[Dataloss] Fringe: e-banking not yet secure
macwheel99 at wowway.com
macwheel99 at wowway.com
Fri Jul 25 05:14:53 UTC 2008
Here is link to "Analyzing Web sites for user-visible security design flaws"
by 3 authors: The professor & 2 graduate students.
http://cups.cs.cmu.edu/soups/2008/proceedings/p117Falk.pdf
The financial institutions that they studied
http://www.eecs.umich.edu/laura/webusability/websites.html
This paper is to be presented at the Symposium on Usable Privacy and
Security (SOUPS) meeting at Carnegie Mellon University July 25.
http://cups.cs.cmu.edu/soups/2008/
According to this other article, the study was done in 2006. Presumably (we
would hope) some of the financial institutions have since upgraded their
sites. http://www.eurekalert.org/pub_releases/2008-07/uom-sfi072208.php
Relevant links here. http://news.yahoo.com/s/cmp/209600041
I originally saw the link on e-com sec & thought it also belonged on Data
Loss, and Linked-In's Security before Implementation (I have not yet posted
it there). http://packetfocus.com/proactive/index.php
Al Macintyre
Jack of all trades, master of some
security curmudgeon wrote
> ISN posted the article as well, cross-posting my reply.
>
> : Security flaws plague majority of e-banking sites
> : http://www.finextra.com/fullstory.asp?id=18764
> :
> : Over 75% of banking Web sites contain fundamental design flaws
> that : could put customers at risk from cyber thieves, according to
> a study (of : 214 bank web sites)conducted by researchers at the
> University of : Michigan.
>
> Unfortunately, all I can find are articles mentioning the study.

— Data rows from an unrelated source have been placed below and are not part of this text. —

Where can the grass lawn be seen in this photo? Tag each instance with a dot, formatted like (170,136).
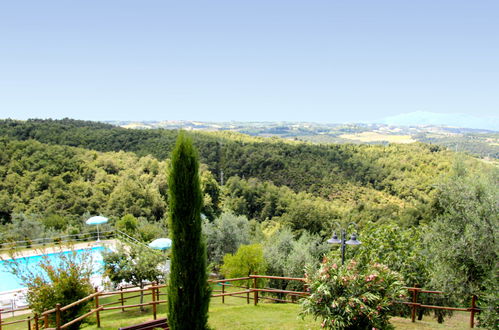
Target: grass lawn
(237,314)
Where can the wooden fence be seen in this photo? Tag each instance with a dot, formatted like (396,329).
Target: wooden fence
(251,288)
(473,309)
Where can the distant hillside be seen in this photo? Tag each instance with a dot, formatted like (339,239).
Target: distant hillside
(303,185)
(477,142)
(425,118)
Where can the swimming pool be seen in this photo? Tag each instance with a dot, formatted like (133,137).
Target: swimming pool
(10,282)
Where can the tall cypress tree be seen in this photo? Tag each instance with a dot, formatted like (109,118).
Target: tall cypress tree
(188,290)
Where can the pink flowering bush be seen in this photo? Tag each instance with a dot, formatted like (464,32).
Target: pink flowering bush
(352,297)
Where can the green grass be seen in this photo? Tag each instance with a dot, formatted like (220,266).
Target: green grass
(237,314)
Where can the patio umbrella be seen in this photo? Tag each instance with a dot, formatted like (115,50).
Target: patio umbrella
(97,220)
(161,244)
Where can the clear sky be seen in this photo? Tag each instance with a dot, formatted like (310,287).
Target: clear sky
(270,60)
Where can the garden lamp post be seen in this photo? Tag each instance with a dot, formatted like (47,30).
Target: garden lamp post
(352,241)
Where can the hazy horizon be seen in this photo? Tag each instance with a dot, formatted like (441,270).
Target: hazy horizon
(315,61)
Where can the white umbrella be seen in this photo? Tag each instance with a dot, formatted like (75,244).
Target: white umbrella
(97,220)
(161,244)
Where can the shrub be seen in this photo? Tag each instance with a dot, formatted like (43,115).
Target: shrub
(351,297)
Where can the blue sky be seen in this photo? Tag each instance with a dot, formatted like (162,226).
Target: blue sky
(323,61)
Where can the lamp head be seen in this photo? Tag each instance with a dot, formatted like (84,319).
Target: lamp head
(353,240)
(334,240)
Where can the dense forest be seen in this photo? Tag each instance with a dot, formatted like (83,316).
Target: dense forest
(289,195)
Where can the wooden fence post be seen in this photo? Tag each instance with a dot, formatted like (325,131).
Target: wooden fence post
(153,294)
(36,321)
(255,286)
(473,307)
(122,300)
(414,301)
(57,316)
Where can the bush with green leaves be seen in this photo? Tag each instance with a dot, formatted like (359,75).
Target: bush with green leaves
(288,256)
(62,281)
(135,264)
(352,297)
(224,235)
(461,242)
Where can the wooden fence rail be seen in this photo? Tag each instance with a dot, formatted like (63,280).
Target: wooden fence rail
(473,309)
(154,292)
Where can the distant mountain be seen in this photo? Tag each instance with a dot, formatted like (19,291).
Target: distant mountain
(424,118)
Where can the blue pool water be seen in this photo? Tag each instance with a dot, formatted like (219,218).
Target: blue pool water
(10,282)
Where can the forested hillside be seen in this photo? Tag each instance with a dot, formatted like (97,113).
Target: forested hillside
(304,186)
(284,197)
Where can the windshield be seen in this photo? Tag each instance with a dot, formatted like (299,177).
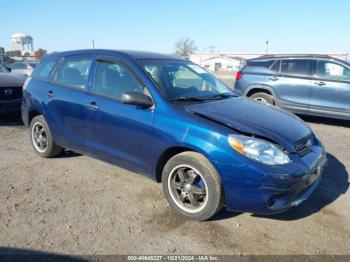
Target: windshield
(182,79)
(3,69)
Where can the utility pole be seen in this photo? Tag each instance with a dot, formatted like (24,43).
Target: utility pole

It
> still isn't available on Atul Prakash's home page [1]. Since all we
> have to go on right now are sound bytes and brief summaries, it is
> very easy to tear large holes in the results. I encourage Prakash
> and his team to make the original research more readily available.
>
> : The flaws are not bugs that can be easily fixed with a patch, but
> are : systemic, stemming from the flow and layout of the sites.
>
> The flaws are often very easy to fix, and do not require much
> work from the bank.
>
> : 47% placed secure login boxes on insecure pages.
>
> While a bad practice, this doesn't translate to "attackers can get
> access to customer information" necessarily. "He says this allows
> hackers to re-route data entered in the boxes or create a spoof page
> to harvest information." First, to re-route data entered in the
> boxes relies on something more than a mixed HTTP/S page. Exploiting
> cross-frame scripting in some browsers would be a good idea, but
> that can be blocked regardless of the page being served over SSL.
> Second, bad guys can spoof pages regardless of the presence of SSL,
> yet Prakash suggests otherwise.
>
> "Prakash says in a wireless situation, it's possible to conduct this
> man-in-the-middle attack without changing the bank URL for the user,
> so even a vigilant customer could fall victim."
>
> Certainly a risk, but the amount of customers accessing their bank
> over unsecured wireless are probably very minimal and changes the
> requirements of exploitation considerably.
>
> : 55% put contact information and security advice on insecure pages.
>
> Again, having a static /contact.html on the legitimate domain, not
> served over SSL is not a vulnerability, and does not lead to
> customers being at risk from "hackers getting access to customer
> information". The summary and introduction to the article is poorly
> worded and misleading.
>
> : Some banks use social security numbers or e-mail addresses as user
> IDs.
>
> This is definitely a bad practice and commonly seen, but this is
> half of the information needed to authenticate. Brute forcing a list
> of login IDs is time consuming, brute forcing valid passwords for
> them on top of that is very time consuming. There are certainly
> controls that can be put in place to make harvesting attacks more
> costly, regardless of the login name scheme.
>
> : 28% don't state a policy on passwords, or allow weak passwords.
>
> Yes, they should state their policy, but how many of the 28% don't
> state the policy yet enforce a relatively strong one? This number is
> a poor metric.
>
> I have a hard time believing that Prakash and his team got
> permission to test 214 bank web sites. If they did, it was still
> done without authentication based on the results in the article. The
> few results they do have are not near the risk implied by the
> summary wording or have caveats on exploitation. None of them are
> real eye-openers as each one would likely result in the compromise
> of a handful of accounts. While certainly bad, that is insignificant
> compared to an SQL injection or privilege escalation attack that
> allowed cross-user information disclosure
> (or manipulation).
>
> All said and done, this research is quite limp so far.